Enter Zen Vibe Coding
Vibe Coding is awesome when used correctly. It's like a superpower that can make you a 10x developer. You need to be able to control your superpowers. I call this Zen Vibe Coding.
Why Zen? Because instead of letting it run wild, you need to calm it down.
The overarching rule to remember is that you are the one coding. AI is your assistant. You wont be writing code manually but telling AI what to write and exactly how to write it. You will then verify it did what it was suuposed to do. This approach flips the roles, instead of you eventually being a slave to AI, you are the one in control.
How to Practice Zen Vibe Coding:
-
Get Coding editor, like Cursor or Windsurf.

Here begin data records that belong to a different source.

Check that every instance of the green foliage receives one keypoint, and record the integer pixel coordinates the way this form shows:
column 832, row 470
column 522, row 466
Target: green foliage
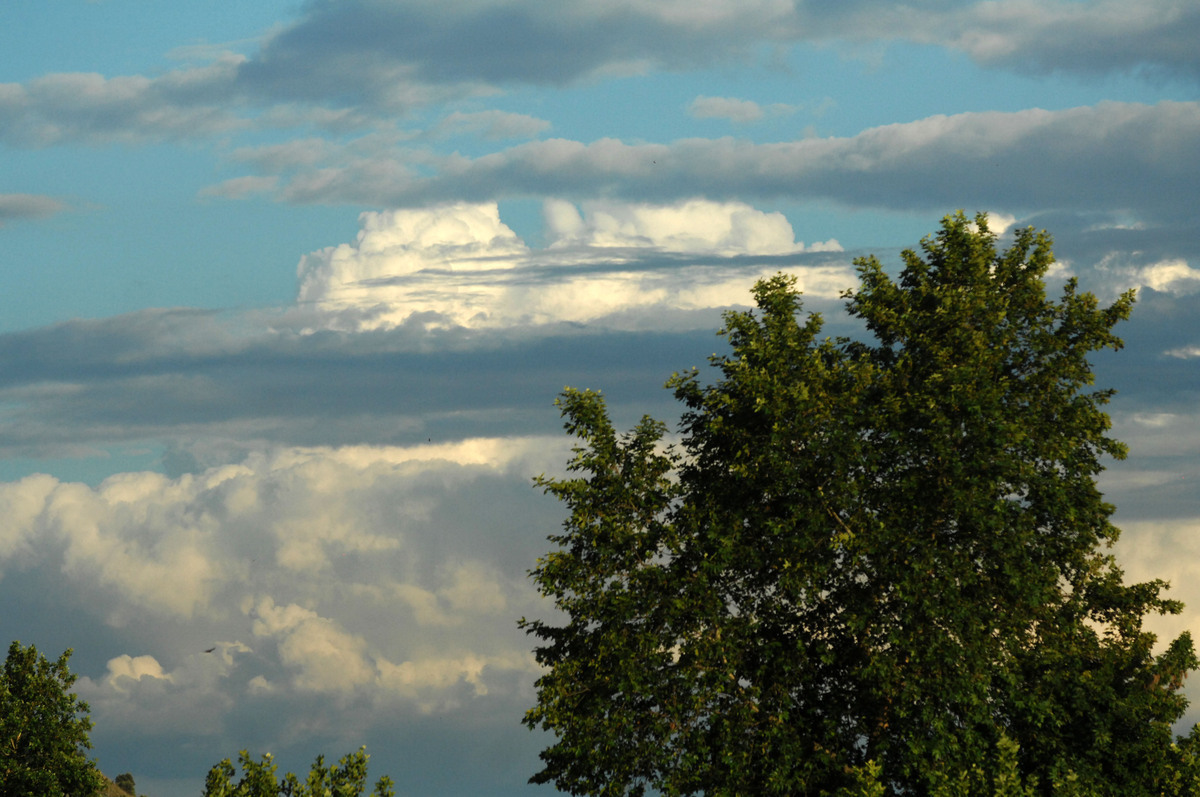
column 43, row 729
column 125, row 781
column 258, row 779
column 873, row 567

The 20 dollars a month you pay for Cursor is well worth it. Windsurf is similar, eithe of them work. I have tried other token based options like Cline and they dont work as well
-
Work in small sections:
Don't just tell the AI to build the feature. Tell it what you want it to build.If working on existing code, select the code you want to change (Ctrl+L in Cursor), and operate on that. If working on a new feature, break it down into small sections. For example, if you want to add database support to your app, break it down this way:
- Tell the AI to create schema and database helper functions (like initdb()) using your choice of library (for example, use op-sqlite). You will be the one that designes the schema as in what are the colums of the table, and the AI will implement it.

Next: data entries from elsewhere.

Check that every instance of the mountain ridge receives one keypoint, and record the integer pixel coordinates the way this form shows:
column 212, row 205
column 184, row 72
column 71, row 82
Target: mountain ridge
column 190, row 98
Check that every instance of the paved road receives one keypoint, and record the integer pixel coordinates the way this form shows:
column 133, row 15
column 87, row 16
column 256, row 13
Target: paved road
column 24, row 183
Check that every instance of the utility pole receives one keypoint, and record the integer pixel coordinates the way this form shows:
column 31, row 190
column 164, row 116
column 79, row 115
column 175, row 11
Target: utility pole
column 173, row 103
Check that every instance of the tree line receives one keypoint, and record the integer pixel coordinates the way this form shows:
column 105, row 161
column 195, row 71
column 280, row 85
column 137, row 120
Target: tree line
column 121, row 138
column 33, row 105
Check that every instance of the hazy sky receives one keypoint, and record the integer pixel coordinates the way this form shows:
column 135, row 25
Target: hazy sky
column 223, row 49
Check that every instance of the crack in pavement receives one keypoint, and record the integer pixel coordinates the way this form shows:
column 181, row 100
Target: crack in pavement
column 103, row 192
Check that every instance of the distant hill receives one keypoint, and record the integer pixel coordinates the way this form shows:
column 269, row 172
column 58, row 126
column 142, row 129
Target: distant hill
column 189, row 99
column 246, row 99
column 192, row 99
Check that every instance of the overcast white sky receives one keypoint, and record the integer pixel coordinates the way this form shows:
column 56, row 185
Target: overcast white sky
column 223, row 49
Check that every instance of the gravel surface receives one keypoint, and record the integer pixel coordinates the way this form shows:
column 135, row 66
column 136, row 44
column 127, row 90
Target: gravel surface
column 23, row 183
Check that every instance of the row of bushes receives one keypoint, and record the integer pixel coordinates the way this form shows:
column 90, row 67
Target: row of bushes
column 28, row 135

- Command it to write methods to insert, update, delete and query the database
- Finally, tell the AI to integrate your database with the rest of the app (break this into smaller sections, for example, add persistence for chats, and then for messages in the chats)
-
Use new tabs often:
New tabs are free. Old Context is your enemy. AI performance gets worse as the context window increases. Use new tabs often to keep the context window small, and fresh. Only keep relevant code in your context window for the best performance.
-
Review the code:
Review the code AI has generated, just like you would review the code of a new developer in your team. Make sure it isn't doing anything crazy. -
Commit your code:
Commit your code after every small section. If something goes wrong, you can always revert to the previous commit and try a different approach. This is probably the most important thing to do - it's not just good practice, it's your safety net when working with AI. Remember: Commits are free, but debugging AI-generated code will cost you precious hours of your life! -
Don't use Claude 3.7 Sonnet:
Here's a hot take: Use Claude 3.6 Sonnet for coding. Why? Because 3.7 is like that overachieving intern who tries to do everything at once and ends up creating more work for everyone. 3.6 is your reliable senior dev - it does exactly what you ask, nothing more, nothing less, and does it perfectly. Anthropic created the perfect coding model in 2024 and I have yet to find a better model for programming. After Anthropic moved to a thinking based model in 3.7, they chnaged something fundamentally in the way it works and it ends up doing more than its asked to do, and ends up messing things up. Googles Gemini 2.5 is great too, but be careful with that one too, it also tends to over engineer things. Do not use ChatGPT for coding. (PS: Still testing Claude 4, jury's out on that one!) -
Revert often:
Trust your developer spidey-sense! If something feels off about the direction the AI is taking, it probably is. When you feel that tingling sensation that says "this is getting messy," don't hesitate - revert and start fresh. The commits you made following previous points will come in handy. Your initial prompts might not be good enough for AI to understand what you want it do, and that's okay. Starting over is way better than trying to untangle a bowl of AI spaghetti code later. Remember: Clean slate > Messy state!
Conclusion
I've been zen vibe coding for a while now, and it's been a game-changer. I have been able to build things faster then ever before, and the products built are way more stable. Stop mindless vibe coding, embrace the zen, and watch your productivity soar (without melting any phones in the process! 🔥).